With an instant decision, you will receive a yes or no quickly. With a normal credit card the lender may want to make additional credit checks, or contact you in person to discuss your application.
If you are approved, you should receive your card within a week or two. So although you might receive a quick decision on whether you can have the card, it will still take time for it to be posted to you, and you will not have access to the credit until the card arrives.
For this reason, although approval might be instant or very quick, this does not mean that the opportunity to use the credit available is instant. There are quicker ways to access credit in an emergency, such as talking to your bank about extending an overdraft or asking your existing credit card provider for a temporary increase in the credit limit on your card.
That depends on your personal financial circumstances and your credit rating. It also depends on how much potential credit you already have, and whether you have made a lot of recent applications for credit.
Your credit score will show whether you have made a lot of recent applications for credit. If you have, this could count against you, because it can make you appear desperate for credit. For this reason, if you are thinking of apply for an instant decision credit card, make sure you do not make lots of applications in a short period of time.
Some instant decision credit cards may not offer the most competitive interest rates, which are referred to as APR or AER rates. For this reason, it is better to shop around to look for the best credit card for your needs, rather than the credit card that promises a quick decision.
If you want a credit card and plan to pay off the outstanding balance in full each month, then you do not need to worry too much about the card’s APR. However, if you think you might not pay off the balance in full, then the APR and interest rate are very important. The higher the APR, the more you will pay in interest, and potentially, the longer it will take you to pay off your credit.
Therefore, think carefully about how you plan to use a credit card before you apply.
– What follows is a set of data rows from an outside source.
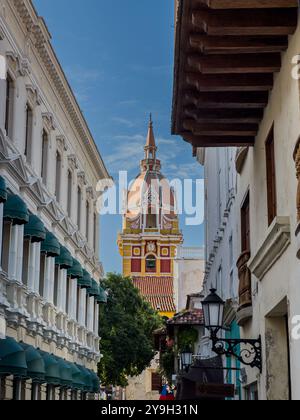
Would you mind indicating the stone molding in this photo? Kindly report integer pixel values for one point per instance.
(37, 31)
(277, 241)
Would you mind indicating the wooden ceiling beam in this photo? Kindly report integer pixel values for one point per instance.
(230, 83)
(227, 100)
(235, 45)
(246, 4)
(223, 141)
(246, 22)
(248, 116)
(220, 129)
(223, 64)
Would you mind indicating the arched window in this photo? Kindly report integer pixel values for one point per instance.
(28, 132)
(58, 176)
(151, 264)
(79, 197)
(87, 221)
(9, 105)
(45, 142)
(95, 232)
(151, 221)
(69, 204)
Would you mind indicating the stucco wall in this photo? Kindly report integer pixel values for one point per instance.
(282, 280)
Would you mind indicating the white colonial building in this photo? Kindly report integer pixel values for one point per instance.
(188, 274)
(49, 228)
(236, 91)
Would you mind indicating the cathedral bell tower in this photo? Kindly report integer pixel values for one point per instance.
(150, 234)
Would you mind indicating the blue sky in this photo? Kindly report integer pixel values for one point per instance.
(118, 57)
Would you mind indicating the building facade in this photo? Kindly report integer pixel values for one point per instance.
(188, 274)
(239, 93)
(222, 246)
(150, 237)
(49, 228)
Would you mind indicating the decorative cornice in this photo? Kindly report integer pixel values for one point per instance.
(73, 163)
(61, 143)
(41, 40)
(18, 65)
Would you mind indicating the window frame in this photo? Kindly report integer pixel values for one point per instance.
(271, 176)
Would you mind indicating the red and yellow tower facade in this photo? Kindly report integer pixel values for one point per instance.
(150, 235)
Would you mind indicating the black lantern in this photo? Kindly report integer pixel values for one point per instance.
(246, 351)
(213, 311)
(186, 359)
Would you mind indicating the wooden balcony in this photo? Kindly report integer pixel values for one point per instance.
(226, 54)
(245, 288)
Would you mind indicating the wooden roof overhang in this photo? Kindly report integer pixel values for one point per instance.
(226, 54)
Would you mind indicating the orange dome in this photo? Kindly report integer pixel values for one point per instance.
(151, 199)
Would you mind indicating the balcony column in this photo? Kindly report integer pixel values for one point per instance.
(74, 300)
(31, 267)
(82, 308)
(20, 248)
(62, 290)
(2, 91)
(96, 320)
(13, 253)
(49, 310)
(90, 313)
(37, 268)
(1, 223)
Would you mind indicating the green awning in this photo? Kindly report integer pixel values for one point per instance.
(65, 373)
(12, 359)
(15, 210)
(87, 379)
(50, 245)
(52, 376)
(96, 382)
(86, 281)
(65, 260)
(102, 296)
(3, 191)
(94, 290)
(35, 229)
(35, 363)
(77, 378)
(76, 271)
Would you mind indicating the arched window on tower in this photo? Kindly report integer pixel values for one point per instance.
(151, 221)
(151, 264)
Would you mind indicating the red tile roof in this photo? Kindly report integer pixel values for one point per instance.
(158, 291)
(190, 317)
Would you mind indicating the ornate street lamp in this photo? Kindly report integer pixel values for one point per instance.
(246, 351)
(186, 359)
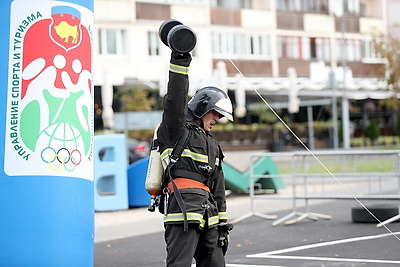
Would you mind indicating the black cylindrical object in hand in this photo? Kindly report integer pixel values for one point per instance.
(177, 36)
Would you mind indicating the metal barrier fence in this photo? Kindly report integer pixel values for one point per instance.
(371, 175)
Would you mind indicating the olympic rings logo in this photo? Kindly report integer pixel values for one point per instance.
(63, 158)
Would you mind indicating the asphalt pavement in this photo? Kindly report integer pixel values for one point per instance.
(134, 237)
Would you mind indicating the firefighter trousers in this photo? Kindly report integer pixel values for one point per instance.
(182, 247)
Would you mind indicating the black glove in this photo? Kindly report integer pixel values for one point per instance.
(223, 239)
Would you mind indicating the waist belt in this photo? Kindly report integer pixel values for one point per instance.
(191, 175)
(187, 183)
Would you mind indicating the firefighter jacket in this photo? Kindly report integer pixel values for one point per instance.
(201, 158)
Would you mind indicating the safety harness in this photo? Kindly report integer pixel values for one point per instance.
(175, 156)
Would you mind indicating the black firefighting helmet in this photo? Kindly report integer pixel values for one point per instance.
(210, 98)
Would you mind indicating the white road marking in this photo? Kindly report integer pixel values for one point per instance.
(274, 254)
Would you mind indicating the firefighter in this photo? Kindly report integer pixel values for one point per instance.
(195, 218)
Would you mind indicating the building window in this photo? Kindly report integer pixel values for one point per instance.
(321, 6)
(225, 44)
(235, 4)
(112, 42)
(352, 50)
(257, 45)
(351, 6)
(153, 43)
(304, 48)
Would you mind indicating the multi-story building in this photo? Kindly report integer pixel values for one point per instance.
(250, 44)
That will help you when you are shopping around for the best instant decision credit card to decide whether it is in fact the most suitable product for your current financial needs.
You could receive an instant decision on your credit card application if you have a good credit rating and a good income, or if your credit profile exactly matches the profile of a particular card.
This is because it is fairly simple for pre-application or 'soft credit check' tools to examine basic details and make a decision.
However, it's often very difficult for credit card providers to make a judgement about whether or not to approve a card on the back of a quick 60-second check, meaning your application may need to be referred for further checks before you get a decision.
Essentially, when a credit card provider lends money it's taking a risk that you may not pay it back.
Credit scoring helps providers work out the level of risk for each person who applies by checking previous credit information and using it to decide how much can be lent and at what rate.
Many big credit card providers now offer pre-application check services on their websites to help provide a quick decision on your credit card application.
These tools perform what is called a 'soft footprint' check on your credit file to give you an idea of whether you will be accepted before going ahead with a full application.
While not the same as being firmly accepted, these checks will not affect your credit report or your credit score.
If you are unable to find the right credit card, pre-paid cards can be a great alternative as they offer the convenience of a credit card without the risk of falling into debt.
And because there is no credit checks, pre-paid card are truly 'instant decision', with less chance of being rejected.
Alternatively, if you are unsure of where to begin looking, try comparing credit cards for people with limited or bad credit histories.
There are a number of potential reasons for this:
If you have missed any payments - this could have made a mark on your credit report and make you look unreliable to a potential lender. This could be anything from a loan or credit card repayment, mobile phone contract or missing a mortgage payment.
You are not registered on your local electoral roll
You have financial ties to someone with a bad credit history
You have a lot of potential credit – a lender will also take into account how many bank accounts you have and how much debt you currently hold or credit you could use.
You may also be victim of not even having a credit history - good or bad or of identity fraud.
Many young people struggle to get their first credit card as lenders do not have a financial history to compare.
If you are keen to reap rewards when you spend but are restricted by a bad or non-existent credit rating, the good news is that there are still cashback cards available to you. These are not nearly as rewarding as others on the market though, so your priority should be to rebuild your credit rating to make yourself eligible for these more competitive cards in the future.
To rebuild your score you will need to use your credit card regularly, never missing a payment and always staying within the limit.
Use your cashback card to get a small reward for repaying in full every month while you work towards rebuilding your credit rating. Only get these cards if you can pay the balance off in full every month as the interest rate is likely to be higher than standard cards.
If you end up building up debt on these types of cards you could wipe out any cashback gains you might have made and risk landing yourself deeper in debt and damaging your credit rating further.